Well, now that we have established that music is of fundamental importance to the human brain, perhaps we can go on to examine why that should be so. The answer is all to do with the way that the brain is arranged. Basically the brain is divided into bits called lobes. This arrangement has evolved over many millions of years because Mother Nature has found it to be the best layout for aspirin commercials. At the front of the brain, for instance, are the frontal lobes. These are assumed responsible, roughly speaking, for inhibiting aggression and a few other undesirable behaviour traits. Thus the frontal lobes stop us from swearing, cheating at cards and spitting in busses, and help us to obey the Highway Code and pay our TV Licence fees. The frontal lobes are congenitally absent in all Frenchmen, apparently, so rumour has it.
In a similar way, neurologists have discovered other bits of the brain that are in charge of text messaging, pencil sucking, tax dodging and industrial relations. Recently however, a new bit was discovered deep inside the mid-brain. (Sorry ladies, it wasn’t the sling-back synapse, however, Brantano are still having a sale.) It is tucked under the rhinencephalon, bordering on the amygdaloid nucleus and half an inch nor-nor-east of the thalamus. It consists of a group of nerve cells that are responsible for our response to music, and has been called by neurophysiologists ‘the music centre’ because it comes complete with Dolby 5.1 surround-sound and free headphones.

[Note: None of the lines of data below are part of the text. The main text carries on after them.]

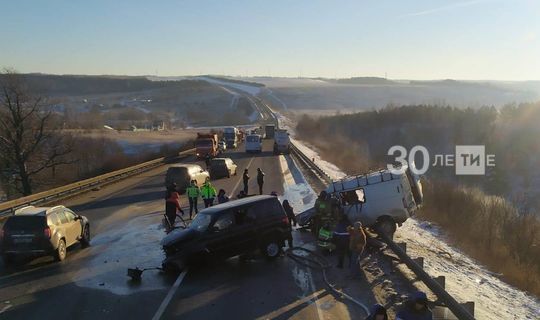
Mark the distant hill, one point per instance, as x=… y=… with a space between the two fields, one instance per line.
x=362 y=80
x=74 y=85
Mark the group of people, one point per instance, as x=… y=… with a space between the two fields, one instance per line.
x=207 y=192
x=334 y=231
x=416 y=308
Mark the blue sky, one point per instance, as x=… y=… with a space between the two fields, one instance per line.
x=416 y=39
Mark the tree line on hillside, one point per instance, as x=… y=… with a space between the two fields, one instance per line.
x=73 y=85
x=36 y=154
x=482 y=215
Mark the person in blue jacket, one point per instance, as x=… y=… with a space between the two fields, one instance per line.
x=378 y=312
x=416 y=308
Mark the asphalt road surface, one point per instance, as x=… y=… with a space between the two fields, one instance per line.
x=126 y=229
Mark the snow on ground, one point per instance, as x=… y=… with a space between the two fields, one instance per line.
x=466 y=279
x=253 y=90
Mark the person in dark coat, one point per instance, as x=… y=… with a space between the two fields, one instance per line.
x=172 y=205
x=341 y=240
x=222 y=196
x=378 y=312
x=416 y=308
x=290 y=213
x=260 y=179
x=292 y=219
x=245 y=178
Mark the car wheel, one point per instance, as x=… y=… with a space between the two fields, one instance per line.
x=387 y=227
x=85 y=241
x=271 y=249
x=61 y=251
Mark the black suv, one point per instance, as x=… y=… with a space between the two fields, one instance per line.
x=41 y=231
x=230 y=229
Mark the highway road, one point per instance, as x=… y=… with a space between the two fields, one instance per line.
x=126 y=226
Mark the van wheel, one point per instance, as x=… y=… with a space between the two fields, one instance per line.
x=60 y=253
x=271 y=249
x=85 y=240
x=8 y=258
x=387 y=227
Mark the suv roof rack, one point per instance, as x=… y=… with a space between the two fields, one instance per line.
x=55 y=208
x=21 y=209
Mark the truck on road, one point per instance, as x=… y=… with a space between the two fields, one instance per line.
x=231 y=135
x=282 y=142
x=206 y=145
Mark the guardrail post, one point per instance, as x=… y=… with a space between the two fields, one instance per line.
x=402 y=246
x=469 y=306
x=441 y=281
x=419 y=261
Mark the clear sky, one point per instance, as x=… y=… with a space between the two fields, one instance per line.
x=407 y=39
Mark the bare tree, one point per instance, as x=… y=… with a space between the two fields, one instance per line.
x=29 y=144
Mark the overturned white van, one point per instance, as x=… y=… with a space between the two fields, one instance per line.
x=379 y=199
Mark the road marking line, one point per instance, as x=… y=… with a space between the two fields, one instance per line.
x=169 y=296
x=233 y=192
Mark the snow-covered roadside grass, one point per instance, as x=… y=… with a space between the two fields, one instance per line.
x=466 y=279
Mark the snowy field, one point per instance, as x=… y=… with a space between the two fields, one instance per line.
x=466 y=279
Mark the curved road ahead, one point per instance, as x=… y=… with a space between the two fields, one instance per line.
x=125 y=219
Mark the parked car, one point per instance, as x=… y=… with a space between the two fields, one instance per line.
x=37 y=231
x=182 y=174
x=222 y=167
x=229 y=229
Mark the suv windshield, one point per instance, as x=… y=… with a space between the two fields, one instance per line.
x=201 y=222
x=25 y=223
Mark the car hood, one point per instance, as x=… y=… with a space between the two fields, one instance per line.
x=178 y=236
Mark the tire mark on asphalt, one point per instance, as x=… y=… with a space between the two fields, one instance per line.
x=169 y=295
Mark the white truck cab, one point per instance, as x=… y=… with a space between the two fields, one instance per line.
x=378 y=199
x=254 y=143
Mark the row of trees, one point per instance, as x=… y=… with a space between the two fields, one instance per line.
x=29 y=143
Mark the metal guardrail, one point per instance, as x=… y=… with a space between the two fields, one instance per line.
x=9 y=207
x=461 y=311
x=310 y=164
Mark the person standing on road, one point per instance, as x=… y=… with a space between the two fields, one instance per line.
x=322 y=209
x=357 y=245
x=290 y=213
x=341 y=240
x=292 y=219
x=415 y=308
x=208 y=193
x=193 y=192
x=245 y=177
x=207 y=161
x=260 y=179
x=172 y=205
x=222 y=196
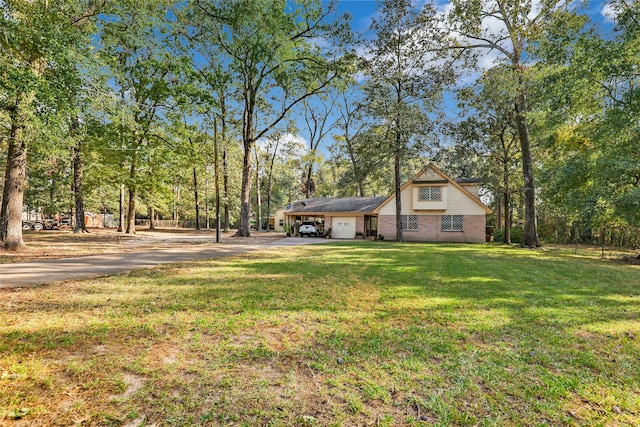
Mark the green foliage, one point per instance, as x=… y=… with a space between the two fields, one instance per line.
x=516 y=234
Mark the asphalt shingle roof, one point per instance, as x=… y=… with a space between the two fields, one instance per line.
x=346 y=205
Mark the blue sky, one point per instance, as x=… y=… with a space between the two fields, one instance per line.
x=362 y=11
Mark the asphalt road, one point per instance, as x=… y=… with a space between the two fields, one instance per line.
x=56 y=270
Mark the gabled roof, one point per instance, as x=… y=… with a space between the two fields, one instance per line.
x=343 y=205
x=444 y=178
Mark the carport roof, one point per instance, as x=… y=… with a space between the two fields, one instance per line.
x=342 y=205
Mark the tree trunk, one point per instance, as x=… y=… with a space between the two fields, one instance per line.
x=258 y=195
x=499 y=213
x=121 y=212
x=396 y=168
x=530 y=238
x=78 y=195
x=507 y=218
x=247 y=142
x=131 y=213
x=216 y=181
x=225 y=185
x=195 y=195
x=245 y=197
x=13 y=193
x=152 y=220
x=507 y=204
x=307 y=184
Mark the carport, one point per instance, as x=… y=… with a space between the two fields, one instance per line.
x=343 y=218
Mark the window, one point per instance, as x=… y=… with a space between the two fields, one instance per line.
x=452 y=223
x=429 y=193
x=409 y=222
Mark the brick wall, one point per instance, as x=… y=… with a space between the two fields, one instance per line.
x=429 y=229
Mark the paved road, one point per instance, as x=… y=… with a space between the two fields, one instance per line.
x=49 y=271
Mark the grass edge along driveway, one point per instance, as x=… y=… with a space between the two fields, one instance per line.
x=353 y=333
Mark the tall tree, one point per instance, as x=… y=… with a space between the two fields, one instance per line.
x=39 y=41
x=272 y=51
x=521 y=27
x=318 y=116
x=137 y=49
x=406 y=73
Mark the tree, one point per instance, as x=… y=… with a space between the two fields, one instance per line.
x=39 y=42
x=271 y=51
x=593 y=175
x=522 y=26
x=405 y=76
x=137 y=50
x=320 y=121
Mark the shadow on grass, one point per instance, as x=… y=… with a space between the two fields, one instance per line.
x=467 y=333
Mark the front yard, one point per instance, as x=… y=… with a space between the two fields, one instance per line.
x=352 y=333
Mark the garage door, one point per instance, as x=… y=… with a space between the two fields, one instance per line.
x=343 y=227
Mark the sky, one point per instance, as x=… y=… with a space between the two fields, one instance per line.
x=362 y=12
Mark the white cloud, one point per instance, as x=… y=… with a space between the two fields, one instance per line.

Using state of the art, and somewhat highly complicated immunocytochemical autoflourescent preparations, the scientists have identified a group of specialised cells that respond to the foxtrot and other classical music. There are other cells that respond to opera, the rumba and most South American rhythms (excluding the cha-cha which is situated somewhere in the cerebellum). In another part of the area, there are cells secreting a chemical known as 2’ 4’ diphenylhydramino-butyrate-biryani, which causes the owner to do the Funky Chicken and the Mashed Potato. In most people of the modern world, this area is now shrunken and atrophied, but it has been seen to re-emerge in 30 to 40 year old fathers - Especially during wedding receptions.
It is therefore no surprise at all, that music plays such a fundamentally important role in our lives, even when we’re not on ‘Desert Island Discs’; and it seems obvious now, that our particular preferences are dictated by the music we heard when we were in the womb, or shortly after our emergence. This makes it doubly disappointing that I am so useless and tasteless (according to the youngsters around me), when it comes to music; but of one thing I am certain – they must have been playing ‘Twisted Sister’ while they were circumcising me!